Hypothetical Question Search

The Hypothetical Question Search strategy matches user questions against pre-generated hypothetical question embeddings instead of chunk text embeddings. Question-to-question similarity is higher than question-to-text similarity, yielding better retrieval.

Status: ✅ Available Now

Overview

Standard vector search embeds the user's question and compares it against chunk text embeddings. The problem: questions and their answers often live in different regions of the embedding space.

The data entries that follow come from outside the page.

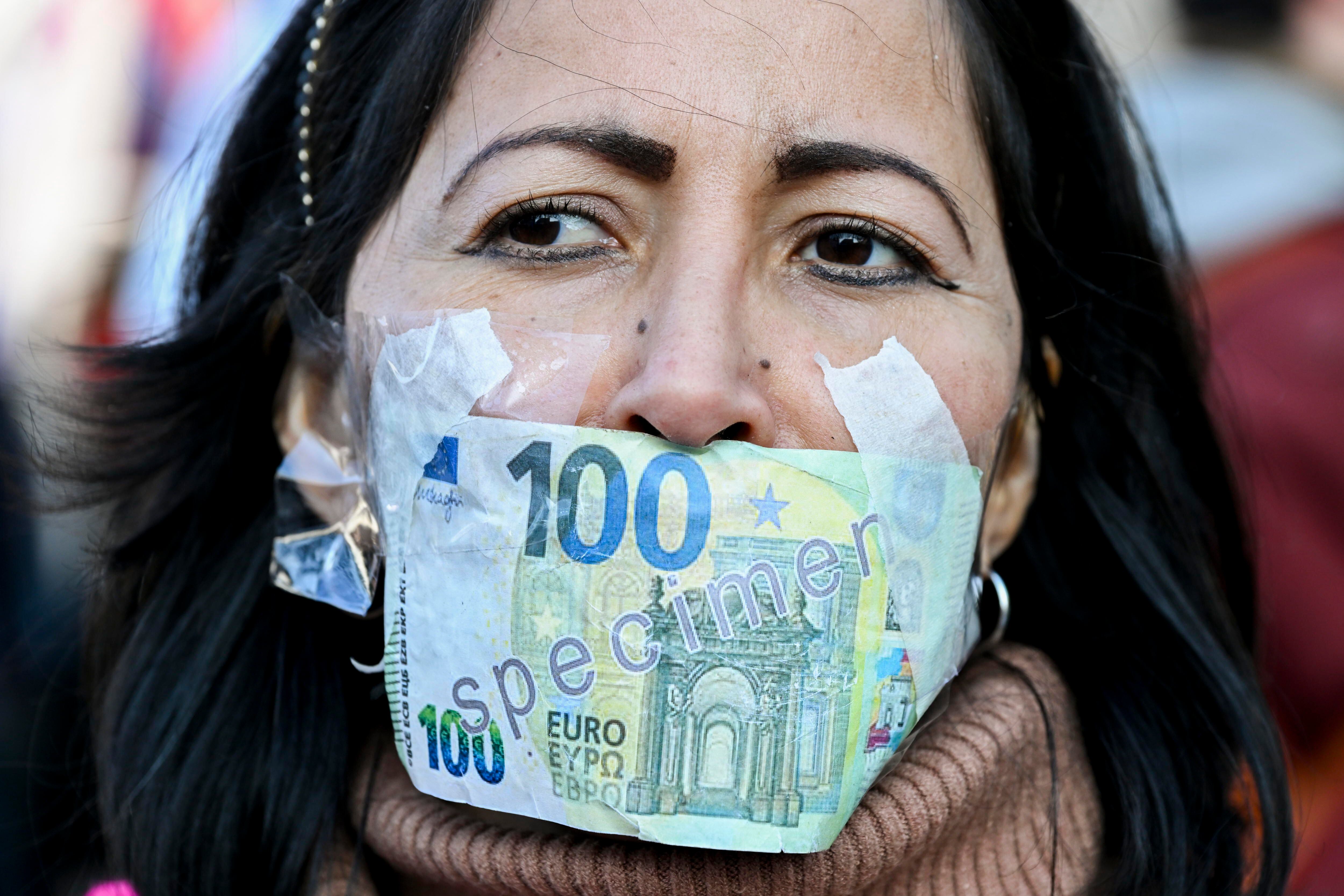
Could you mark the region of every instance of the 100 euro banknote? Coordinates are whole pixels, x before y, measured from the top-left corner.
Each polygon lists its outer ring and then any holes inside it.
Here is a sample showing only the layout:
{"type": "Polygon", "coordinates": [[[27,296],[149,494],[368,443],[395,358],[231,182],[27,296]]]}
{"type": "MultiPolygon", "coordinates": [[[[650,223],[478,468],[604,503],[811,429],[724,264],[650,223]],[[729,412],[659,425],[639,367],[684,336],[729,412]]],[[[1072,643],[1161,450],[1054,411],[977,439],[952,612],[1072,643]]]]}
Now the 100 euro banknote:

Hypothetical Question Search solves this by:

Pre-generate questions that each chunk can answer (during indexing)
Embed those questions into a dedicated questions vector index
At query time, search question-to-question instead of question-to-text
Deduplicate matched questions back to their parent chunks

Based on the Hypothetical Question Retriever pattern from the Neo4j GraphRAG Pattern Catalog.

Installation

bash

pnpm add @graphrag-sdk/lexical

Quick Start

typescript

import { createGraph, query } from 'graphrag-sdk';
import {
  lexicalGraph,
  chunkEntityGeneration,
  hypotheticalQuestionGeneration,
  hypotheticalQuestionSearch,
} from '@graphrag-sdk/lexical';
import { inMemoryGraph, inMemoryVector, inMemoryKV } from '@graphrag-sdk/in-memory-storage';
import { openai } from '@ai-sdk/openai';

const graph = createGraph({
  graph: lexicalGraph({
    graphStoreFactory: inMemoryGraph,
    vectorStoreFactory: inMemoryVector,
    kvStoreFactory: inMemoryKV,
    pipeline: [
      chunkEntityGeneration(),
      hypotheticalQuestionGeneration({ questionsPerChunk: 3 }),
    ],
  }),
  model: openai('gpt-4o-mini'),
  embedding: openai.embedding('text-embedding-3-small'),
  namespace: 'docs',
});

await graph.insert([
  'TechCorp implements responsible AI through bias audits and model cards.',
  'Sarah Chen leads the AI ethics committee at TechCorp.',
  'The ethics committee publishes quarterly transparency reports.',
]);

// Search matches question embeddings, not chunk text
const { text } = await query({
  graph,
  search: hypotheticalQuestionSearch({ topK: 10 }),
  prompt: 'How does TechCorp approach responsible AI?',
});

console.log(text);

Prerequisites

The hypotheticalQuestionGeneration() processor must be in the pipeline. It creates:

Question embeddings in the questions vector index (each with { question, chunkId } metadata)
Question nodes in the graph store (nodeType: 'question', with chunkId)
HAS_QUESTION edges from question nodes to parent chunk nodes

Configuration

`hypotheticalQuestionSearch(options)`

typescript

interface HypotheticalQuestionSearchOptions {
  topK?: number;        // default: 10
  maxTokens?: number;   // default: 12000
  model?: LanguageModel;
  embedding?: EmbeddingModel;
}

Parameters:

Option	Default	Description
`topK`	`10`	Number of top matching questions from vector search
`maxTokens`	`12000`	Context window budget for assembled chunks

`topK`

Controls how many pre-generated questions are retrieved:

typescript

// Focused — fewer questions, faster
hypotheticalQuestionSearch({ topK: 5 })

// Broad — more questions, better recall
hypotheticalQuestionSearch({ topK: 20 })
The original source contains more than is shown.